The estimate is that almost 400,000 people will flock to the eight grounds. The final is already a sellout, destined to be a record crowd for the women’s game, and organisers say they could have shovelled out three times as many tickets again.

Plenty of this has to do with the hosts’ conviction that, after two successive decider losses to the Black Ferns, this is their time to convert routine dominance into a first title since 2014. And to ape football’s Lionesses in the Euros earlier this summer.
England have the most resources, in players and in pounds. They have an elite domestic competition in the PWR, a string of superb and experienced world-class operators, a brilliant coach in the Kiwi John Mitchell, and that home advantage. Only two teams can stop them.
New Zealand will expect to peak at the right time, again, having lost to England three times since that epic final in 2022. Canada are ranked second in the world, behind the Red Roses, and with a win and draw claimed in Christchurch in the last 14 months.
The field beyond that is splintered. France have regressed but are still on a mezzanine level of their own. Ireland head the 12-strong peloton that is striving to catch up. The question is how competitive that lengthy tail can be.
The average winning margin in the quarter-finals three years ago was over 36 points and the tournament has been expanded since from a dozen teams to 16. Brazil, at 25th, are the lowest-ranked team. There will be blowouts.
Still, it’s clear that teams have benefited from the advent of the three-tiered WXV competition and the extra games they offered, and that the calibre of coaches in the women’s game now is another factor in pushing standards along.
But the Samoans have had to raise funds for themselves individually and even the Canadian federation went cap in hand to the public to try and drum up CAN$1m for their tilt at this trophy. Many players on show are contracted, plenty still aren’t.
This remains a world and a World Cup of the haves and have-nots.

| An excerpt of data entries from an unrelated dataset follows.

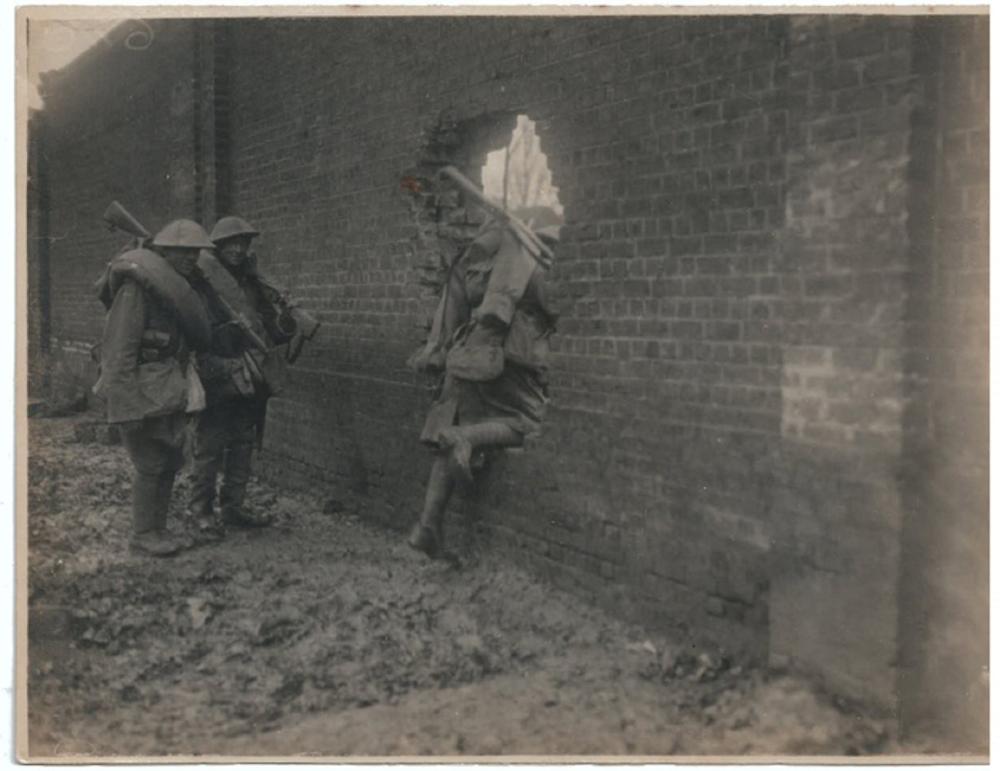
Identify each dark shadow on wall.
[898,18,989,752]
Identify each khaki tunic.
[420,226,555,446]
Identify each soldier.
[94,219,211,557]
[408,211,560,559]
[189,217,319,538]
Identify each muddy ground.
[29,418,898,757]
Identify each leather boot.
[407,455,455,559]
[132,471,160,535]
[219,437,273,527]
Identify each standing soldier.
[408,199,560,559]
[94,219,211,556]
[189,217,319,537]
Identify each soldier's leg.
[219,400,260,527]
[188,403,226,523]
[122,419,179,556]
[476,235,535,327]
[408,453,455,559]
[156,414,187,532]
[440,421,524,481]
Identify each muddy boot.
[129,530,184,557]
[132,471,160,535]
[406,455,455,559]
[219,430,266,527]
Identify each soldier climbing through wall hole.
[408,167,561,559]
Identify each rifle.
[101,201,153,247]
[439,166,555,270]
[102,201,269,364]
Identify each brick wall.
[900,19,989,748]
[35,21,207,399]
[771,16,913,708]
[232,18,787,650]
[29,9,986,740]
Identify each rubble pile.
[29,419,890,755]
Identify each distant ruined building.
[27,15,989,749]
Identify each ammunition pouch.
[445,319,504,382]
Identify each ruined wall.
[34,21,205,401]
[29,16,986,736]
[899,19,989,749]
[225,18,787,649]
[25,112,49,397]
[770,16,913,708]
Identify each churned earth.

The men’s tournament has had similar issues in terms of resources and divergence in standards but the hope is that a tournament played in one of the game’s prime European markets can capture the imagination of an audience that is growing.

Organisers have dropped lines about connecting with “a whole new fanbase”, and how this is “a generational moment” for the women’s game. The USA’s Ilona Maher is already a star with 8.7m social followers. The Wallaroos’ social footprint is up 985% in 18 months.

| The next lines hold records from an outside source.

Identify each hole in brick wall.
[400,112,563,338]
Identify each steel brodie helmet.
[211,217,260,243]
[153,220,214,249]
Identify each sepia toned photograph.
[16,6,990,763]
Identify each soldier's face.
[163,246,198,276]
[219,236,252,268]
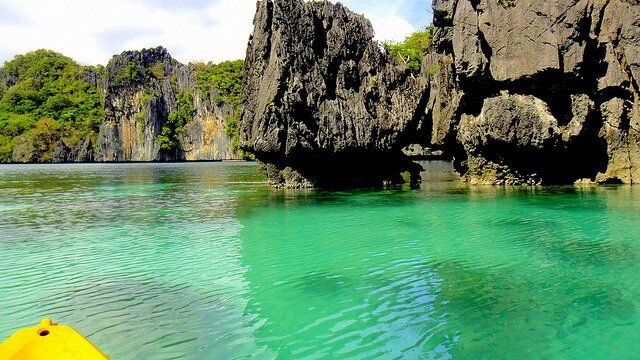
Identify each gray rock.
[96,47,239,161]
[458,95,560,184]
[240,0,429,187]
[427,0,640,184]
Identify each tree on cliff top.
[0,49,103,162]
[383,25,433,73]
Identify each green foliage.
[13,118,65,162]
[429,63,440,80]
[116,60,143,84]
[144,61,165,79]
[196,60,244,107]
[496,0,516,9]
[383,26,433,73]
[0,50,104,162]
[195,60,251,160]
[158,94,196,151]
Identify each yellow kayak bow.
[0,319,109,360]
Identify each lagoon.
[0,163,640,359]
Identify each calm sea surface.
[0,163,640,359]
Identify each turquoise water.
[0,163,640,359]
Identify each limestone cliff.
[240,0,640,186]
[96,48,238,161]
[240,0,429,187]
[430,0,640,184]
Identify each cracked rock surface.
[240,0,429,187]
[240,0,640,187]
[430,0,640,184]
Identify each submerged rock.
[240,0,429,187]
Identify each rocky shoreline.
[240,0,640,187]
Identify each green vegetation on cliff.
[0,50,103,162]
[195,60,253,159]
[158,93,196,151]
[383,25,433,73]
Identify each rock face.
[239,0,429,187]
[53,138,94,163]
[96,48,238,161]
[429,0,640,184]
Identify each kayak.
[0,319,109,360]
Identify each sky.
[0,0,431,65]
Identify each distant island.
[240,0,640,187]
[0,47,245,163]
[0,0,640,187]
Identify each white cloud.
[0,0,425,64]
[0,0,255,64]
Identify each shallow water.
[0,163,640,359]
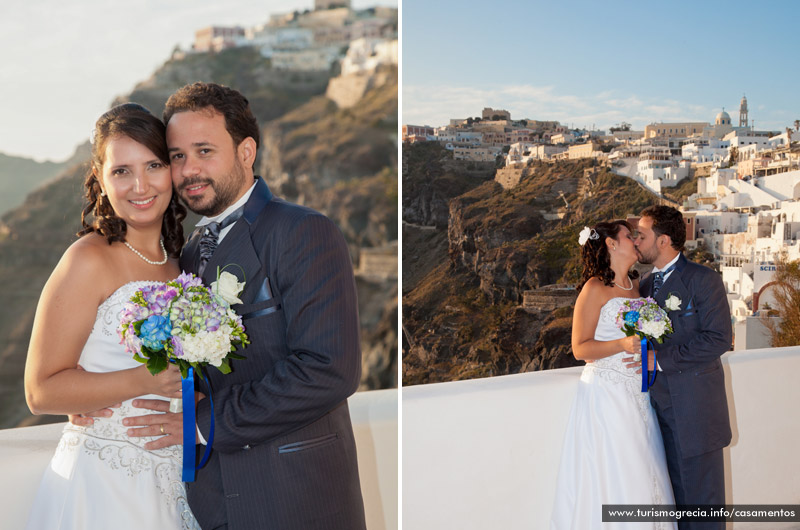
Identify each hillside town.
[184,0,398,75]
[402,97,800,350]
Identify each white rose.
[211,271,245,305]
[664,294,681,311]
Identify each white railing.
[402,347,800,530]
[0,389,398,530]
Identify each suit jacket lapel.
[639,273,653,297]
[651,254,689,307]
[197,177,272,303]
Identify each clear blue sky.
[402,0,800,130]
[0,0,397,161]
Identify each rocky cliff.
[0,48,397,428]
[403,144,653,385]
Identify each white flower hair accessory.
[578,226,600,246]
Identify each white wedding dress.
[550,298,677,530]
[27,282,199,530]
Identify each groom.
[635,206,731,530]
[131,83,365,530]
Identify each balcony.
[402,347,800,530]
[0,389,398,530]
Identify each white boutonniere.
[211,271,246,305]
[664,294,683,311]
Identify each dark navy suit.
[180,177,365,530]
[640,255,732,529]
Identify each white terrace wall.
[402,347,800,530]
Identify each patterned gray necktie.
[197,206,244,276]
[653,265,675,296]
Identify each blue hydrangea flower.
[139,315,172,351]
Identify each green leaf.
[219,359,231,374]
[147,355,168,375]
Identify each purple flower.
[170,336,183,357]
[139,315,172,351]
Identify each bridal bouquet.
[117,272,249,378]
[616,297,673,392]
[117,269,250,482]
[617,298,672,344]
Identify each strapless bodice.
[64,281,181,457]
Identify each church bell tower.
[739,96,747,127]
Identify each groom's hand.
[622,348,656,374]
[68,403,122,427]
[122,392,206,451]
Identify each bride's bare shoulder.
[578,277,613,311]
[48,233,114,292]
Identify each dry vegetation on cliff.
[403,144,653,385]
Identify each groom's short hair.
[163,83,260,157]
[639,205,686,252]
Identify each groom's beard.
[636,248,658,265]
[177,160,245,217]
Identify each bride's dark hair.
[78,103,186,258]
[578,219,639,291]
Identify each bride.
[25,103,197,530]
[550,221,676,530]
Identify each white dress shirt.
[195,182,256,445]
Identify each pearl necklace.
[614,278,633,291]
[123,239,169,265]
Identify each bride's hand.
[622,335,642,354]
[142,363,181,398]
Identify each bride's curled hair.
[578,219,639,291]
[78,103,186,258]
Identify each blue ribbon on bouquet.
[181,367,214,482]
[642,338,657,392]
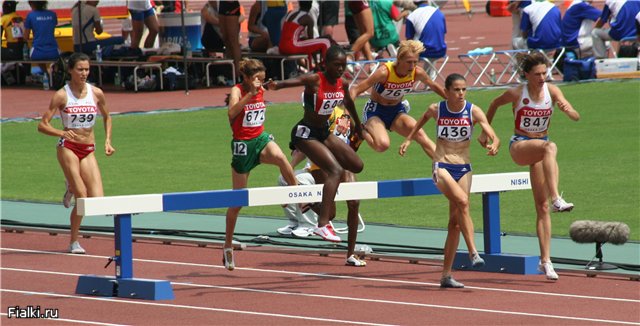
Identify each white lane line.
[0,282,640,325]
[0,312,126,326]
[0,289,390,326]
[0,248,640,303]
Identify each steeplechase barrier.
[76,172,539,300]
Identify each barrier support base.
[76,275,175,300]
[453,252,541,274]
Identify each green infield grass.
[1,80,640,240]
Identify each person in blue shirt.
[507,0,531,50]
[24,1,60,60]
[405,1,447,59]
[591,0,640,58]
[516,1,562,50]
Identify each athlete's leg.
[510,139,560,200]
[364,117,391,152]
[260,141,298,186]
[296,136,344,228]
[442,201,460,277]
[436,169,478,255]
[530,162,551,263]
[57,147,87,243]
[391,113,436,159]
[224,168,249,248]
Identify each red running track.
[0,232,640,325]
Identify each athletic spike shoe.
[552,197,573,213]
[440,275,464,289]
[276,224,298,235]
[538,261,559,281]
[345,255,367,267]
[469,252,484,268]
[313,224,342,242]
[62,180,73,208]
[69,241,85,255]
[222,248,236,271]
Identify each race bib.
[242,108,266,127]
[296,125,311,139]
[518,108,552,132]
[318,98,342,115]
[233,141,247,156]
[438,118,471,142]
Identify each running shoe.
[313,224,342,242]
[538,261,558,281]
[470,252,484,268]
[552,197,573,213]
[62,180,73,208]
[69,241,85,255]
[291,227,313,238]
[222,248,236,271]
[440,275,464,289]
[276,224,298,235]
[345,255,367,267]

“The story off-field is going to be about the visibility,” said Cantwell, “the marketing, the sponsors that have come on board to really elevate and lift to the max all the content that's being created from the players, the players' personalities that are coming out.”

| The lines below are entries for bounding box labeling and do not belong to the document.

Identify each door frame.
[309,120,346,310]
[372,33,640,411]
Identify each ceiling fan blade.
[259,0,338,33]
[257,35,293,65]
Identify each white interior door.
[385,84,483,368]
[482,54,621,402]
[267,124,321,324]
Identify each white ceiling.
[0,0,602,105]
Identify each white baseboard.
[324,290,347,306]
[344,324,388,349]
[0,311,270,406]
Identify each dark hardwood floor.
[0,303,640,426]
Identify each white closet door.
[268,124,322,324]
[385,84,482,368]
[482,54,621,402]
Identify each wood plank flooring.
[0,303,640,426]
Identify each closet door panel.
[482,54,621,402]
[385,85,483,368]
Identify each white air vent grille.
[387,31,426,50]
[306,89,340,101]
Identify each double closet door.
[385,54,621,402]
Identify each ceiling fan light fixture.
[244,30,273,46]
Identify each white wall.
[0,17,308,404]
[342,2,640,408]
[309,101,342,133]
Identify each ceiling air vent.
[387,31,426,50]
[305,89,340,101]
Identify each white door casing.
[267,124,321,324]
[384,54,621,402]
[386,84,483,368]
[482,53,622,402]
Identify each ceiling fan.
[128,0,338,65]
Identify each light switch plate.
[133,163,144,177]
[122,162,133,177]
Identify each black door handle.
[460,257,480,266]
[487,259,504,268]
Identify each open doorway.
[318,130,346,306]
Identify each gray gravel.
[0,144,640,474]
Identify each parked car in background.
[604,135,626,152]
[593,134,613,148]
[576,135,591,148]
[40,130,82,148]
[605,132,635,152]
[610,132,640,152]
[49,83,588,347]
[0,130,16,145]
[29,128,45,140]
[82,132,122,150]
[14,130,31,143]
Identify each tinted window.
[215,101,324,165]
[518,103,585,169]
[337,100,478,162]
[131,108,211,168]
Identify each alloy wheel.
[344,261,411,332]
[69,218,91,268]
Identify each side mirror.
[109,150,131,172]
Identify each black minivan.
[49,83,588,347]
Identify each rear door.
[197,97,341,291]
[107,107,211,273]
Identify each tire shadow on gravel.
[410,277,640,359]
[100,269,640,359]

An ambassador for Defender, the principal partner of this tournament, the Ireland legend could back that up by pointing to the billboards on our roads and the ads across all forms of media right now that feature members of Scott Bemand’s Ireland squad.
There’s no doubt about the potential reach island-wide. No less than 19 counties are represented in a squad that will contest Pool C and is hoping to achieve their aim of reaching London for the semi-final stages. That’s a good hook.
Still, a shop window is only as effective as the goods in store and Cantwell knows that all this is just castles in the sky stuff unless the IRFU and the other unions continue to provide more funds and better pathways and opportunities for girls and women to access the game.
Ireland’s players have embraced this wider context but the focus narrows from here. All that counts now is this minute, this hour and this Sunday when they bring eight years of an absence from this global stage to an end against Japan in Northampton.
Cantwell’s advice?
“This is not a fluke,” said the country’s most capped female player. “They've been producing it for the last 12 months. They've beaten New Zealand and they're on the crest of a wave. So it's exciting. You have to take every game one by one.
“You can get laden down by the nervousness around who you're playing and it being a World Cup, and a home World Cup, and all of that. Or you can get so excited by having no idea in what's possible for us. Let's go out there and just show people what we can do.”